Verdict: Stablecoins roughly equal L1s + DeFi, with caveats
On a like-for-like, order-of-magnitude view, stablecoin market cap is roughly comparable to the sum of selected Layer-1 blockchain market cap plus DeFi TVL at certain snapshots. The exact ratio varies with methodology, the inclusion or exclusion of assets like Bitcoin, and time-of-sample effects.
Comparing a stock metric (market capitalization) to TVL (a balance of assets committed to protocols) can be informative but is not perfectly apples-to-apples. The mix of stablecoins inside DeFi pools further complicates the picture, as those dollars would otherwise be counted in stablecoin market cap, creating potential double counting if not adjusted.
Methodology: stablecoin market cap vs DeFi TVL vs Layer-1 blockchain market cap
Stablecoin market cap is evaluated as the circulating supply of major fiat-referenced tokens and overcollateralized designs, multiplied by par, with cross-checks against issuer transparency pages; market trackers such as CoinGecko are suitable for snapshotting the aggregate. DeFi TVL is taken from protocol- and chain-level trackers such as DefiLlama, recognizing that TVL can reflect bridged assets and stablecoin collateral, which should not be simultaneously counted toward stablecoin market cap in the same comparison frame.

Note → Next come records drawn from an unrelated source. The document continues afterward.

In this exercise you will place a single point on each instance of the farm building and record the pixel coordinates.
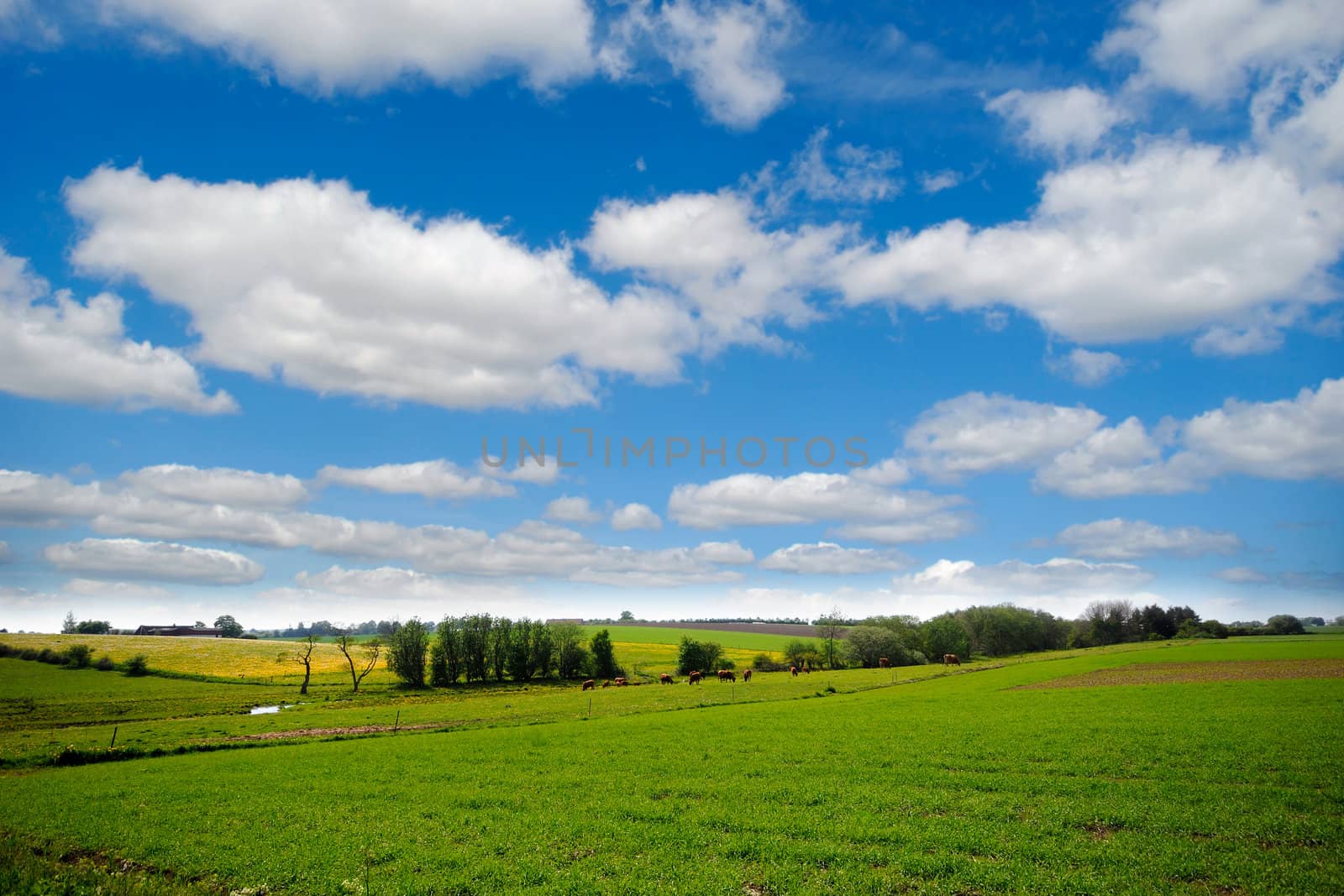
(181, 631)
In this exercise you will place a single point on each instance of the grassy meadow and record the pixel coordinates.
(1186, 768)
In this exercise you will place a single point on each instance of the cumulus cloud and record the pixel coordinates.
(1242, 575)
(827, 558)
(58, 349)
(1085, 367)
(441, 479)
(878, 512)
(1058, 121)
(714, 253)
(1214, 50)
(312, 282)
(328, 46)
(937, 181)
(848, 175)
(161, 560)
(727, 53)
(635, 516)
(1057, 577)
(125, 590)
(217, 485)
(1121, 539)
(1169, 239)
(978, 432)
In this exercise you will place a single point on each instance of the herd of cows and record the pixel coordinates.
(729, 674)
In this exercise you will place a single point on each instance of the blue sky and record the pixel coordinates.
(272, 275)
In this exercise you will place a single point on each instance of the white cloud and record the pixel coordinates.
(129, 558)
(729, 553)
(1213, 50)
(440, 479)
(1085, 367)
(312, 282)
(635, 516)
(726, 51)
(752, 499)
(711, 250)
(1297, 438)
(571, 510)
(217, 485)
(1014, 578)
(1121, 459)
(978, 432)
(937, 181)
(827, 558)
(125, 590)
(1167, 241)
(58, 349)
(331, 46)
(1121, 539)
(1058, 121)
(853, 175)
(1242, 575)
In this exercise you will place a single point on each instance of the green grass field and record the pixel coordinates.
(963, 782)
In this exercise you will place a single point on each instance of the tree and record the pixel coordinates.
(570, 654)
(604, 658)
(867, 644)
(501, 633)
(947, 634)
(407, 653)
(302, 654)
(699, 656)
(1284, 625)
(370, 649)
(831, 627)
(447, 653)
(228, 627)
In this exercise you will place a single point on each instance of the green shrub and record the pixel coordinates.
(78, 656)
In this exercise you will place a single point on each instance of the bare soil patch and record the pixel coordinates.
(331, 732)
(1160, 673)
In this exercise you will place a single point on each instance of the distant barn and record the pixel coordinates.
(181, 631)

Layer-1 blockchain market cap is measured as the free-float market capitalization of base-layer smart contract platforms, as cataloged by CoinGecko; this scope excludes Layer-2s, appchains, staking derivatives, and wrapped representations to mitigate double counting. To align units, comparisons should fix a single timestamp, exclude Bitcoin when focusing on smart contract platforms, and normalize for stablecoin balances already embedded in DeFi TVL.
As a magnitude check, a late-2025 sector snapshot placed the aggregate size of stablecoins near the high hundreds of billions. As reported in a sector study, “the total stablecoin market capitalization reached $298 billion,” said Amina Bank.
Stablecoins’ role in DeFi liquidity, trading flows, and chain distribution
In practice, stablecoins function as the dominant quote and settlement asset across decentralized exchanges and money markets, concentrating liquidity and reducing basis risk for traders. Their presence in lending pools and automated market makers anchors pricing and facilitates risk transfer without repeated conversion to bank rails.
Linkages between stablecoin supply and DeFi TVL are observable at the flow level: according to Qubit Capital, stablecoin inflows have served as leading indicators of subsequent changes in DeFi TVL, consistent with the view that dollar liquidity primes protocol growth. This relationship is contingent on market conditions and can invert during deleveraging phases when TVL contracts despite stablecoin supply stability.
Distribution across chains evolves with fee conditions, yield opportunities, and bridge reliability. Concentration can shift toward ecosystems that minimize slippage and offer deep pools in core pairs, while fragmentation increases operational risks, including bridge-specific custody exposures and the possibility of counting the same dollars more than once across mirrored positions.
At the time of this writing, and for neutral market context only, Coinbase Global, Inc. (COIN) last traded at $164.32 at the close and $164.81 after hours (+0.30%), with a day’s range of $146.16–$167.65, based on Nasdaq real-time data. These figures do not bear on the methodology above but illustrate broader market conditions under which on-chain liquidity preferences can change.